My question on Apollo was answered when the posts came in. My question was to question the images, and that has happened. The answers were in days and days ago.
And you've expended considerable energy both then and now trying to convince yourself (and others, unsuccessfully) that in that process you've somehow been horribly victimized. Gaslighting really doesn't work around here, Icarus1.
Regarding orbits, ka9q has given you a key bit of understanding in how the energy of orbits work. An orbit has constant energy, but simply trades it back and forth between two forms. While that's correct from a physics standpoint, it doesn't usually offer a helpful way of visualizing how orbits maintain a particular shape.
A tidbit from earlier in the discussion may help. Instead of thinking of a tiny object orbiting a relatively massive object, think of two relatively same-sized objects. One can be put in orbit around the other according to the same physics, but it will be more apparent that instead of one orbiting the other, the bodies orbit a common center. When the two bodies have roughly the same mass, that common center will lie somewhere between them. This is true for a planet and our sun as well, except that because of the much larger mass of the Sun, that common center lies not very far from the geometric center of the Sun, so it looks like the Sun is a sort of gravitational "master" and the planet is a sort of "slave" and that the Sun will drag planets along with it.

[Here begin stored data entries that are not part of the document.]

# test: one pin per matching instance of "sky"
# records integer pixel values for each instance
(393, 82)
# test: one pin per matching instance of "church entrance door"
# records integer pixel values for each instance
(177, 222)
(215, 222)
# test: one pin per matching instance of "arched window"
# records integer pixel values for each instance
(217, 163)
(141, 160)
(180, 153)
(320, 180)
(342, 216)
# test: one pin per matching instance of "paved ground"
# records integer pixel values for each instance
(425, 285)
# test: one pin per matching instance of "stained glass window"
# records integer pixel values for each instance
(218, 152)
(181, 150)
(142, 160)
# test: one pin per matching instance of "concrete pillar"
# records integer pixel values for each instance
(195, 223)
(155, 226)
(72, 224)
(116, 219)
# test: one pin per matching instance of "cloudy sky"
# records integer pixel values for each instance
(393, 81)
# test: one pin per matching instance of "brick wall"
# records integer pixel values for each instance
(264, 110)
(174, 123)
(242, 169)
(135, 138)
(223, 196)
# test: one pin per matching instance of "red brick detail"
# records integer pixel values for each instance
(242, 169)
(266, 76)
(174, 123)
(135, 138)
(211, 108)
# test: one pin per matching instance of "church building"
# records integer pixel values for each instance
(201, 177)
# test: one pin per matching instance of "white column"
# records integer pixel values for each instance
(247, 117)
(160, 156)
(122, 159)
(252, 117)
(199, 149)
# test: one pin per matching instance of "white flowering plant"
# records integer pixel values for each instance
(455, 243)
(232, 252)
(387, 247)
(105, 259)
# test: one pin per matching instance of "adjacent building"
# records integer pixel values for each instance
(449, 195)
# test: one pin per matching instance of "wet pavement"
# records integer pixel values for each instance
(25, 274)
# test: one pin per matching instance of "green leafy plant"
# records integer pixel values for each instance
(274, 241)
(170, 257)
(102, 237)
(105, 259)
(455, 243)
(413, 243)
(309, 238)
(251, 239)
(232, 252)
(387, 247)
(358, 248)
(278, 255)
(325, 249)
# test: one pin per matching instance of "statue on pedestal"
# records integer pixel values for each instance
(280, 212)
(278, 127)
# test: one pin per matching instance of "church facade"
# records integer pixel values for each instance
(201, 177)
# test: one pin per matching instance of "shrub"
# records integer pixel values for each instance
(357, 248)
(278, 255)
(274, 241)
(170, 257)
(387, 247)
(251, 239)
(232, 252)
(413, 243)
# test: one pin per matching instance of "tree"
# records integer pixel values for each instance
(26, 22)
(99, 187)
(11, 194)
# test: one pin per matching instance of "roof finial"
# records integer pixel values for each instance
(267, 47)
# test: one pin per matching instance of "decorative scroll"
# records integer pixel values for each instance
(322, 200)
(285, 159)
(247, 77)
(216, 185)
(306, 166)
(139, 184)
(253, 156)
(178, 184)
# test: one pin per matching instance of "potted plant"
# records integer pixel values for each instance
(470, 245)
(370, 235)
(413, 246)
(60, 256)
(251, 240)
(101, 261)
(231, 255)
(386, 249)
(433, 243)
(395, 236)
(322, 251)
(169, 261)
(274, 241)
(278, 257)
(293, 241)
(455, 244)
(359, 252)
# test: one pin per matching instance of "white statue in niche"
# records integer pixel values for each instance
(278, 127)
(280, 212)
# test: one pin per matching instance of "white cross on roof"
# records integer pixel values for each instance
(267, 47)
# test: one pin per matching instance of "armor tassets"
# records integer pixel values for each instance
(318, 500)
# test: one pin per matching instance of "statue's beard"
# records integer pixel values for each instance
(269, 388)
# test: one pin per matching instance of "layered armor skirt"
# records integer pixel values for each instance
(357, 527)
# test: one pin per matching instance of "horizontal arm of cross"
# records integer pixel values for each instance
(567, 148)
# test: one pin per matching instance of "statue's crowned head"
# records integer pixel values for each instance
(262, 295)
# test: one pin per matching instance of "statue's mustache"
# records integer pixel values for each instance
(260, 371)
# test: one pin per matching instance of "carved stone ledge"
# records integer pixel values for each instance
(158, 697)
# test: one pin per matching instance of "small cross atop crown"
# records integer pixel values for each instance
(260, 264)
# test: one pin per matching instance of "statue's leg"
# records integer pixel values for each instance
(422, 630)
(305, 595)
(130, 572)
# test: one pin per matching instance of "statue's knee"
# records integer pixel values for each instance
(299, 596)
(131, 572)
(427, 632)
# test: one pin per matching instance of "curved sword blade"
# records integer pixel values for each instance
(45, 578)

The noodle-baker comes from understanding that the reckoning of a two-body orbital system as it moves along some other path is via that common center, not either of the two bodies. The velocity state of, say, the Earth-Moon system along its orbit around the Sun is most properly reckoned from the common center of that system, which lies somewhere along the line connecting the geometric center of the Earth with the geometric center of the Moon, but obviously within the boundaries of Earth's surface. Does this help visualize better how systems of orbits work?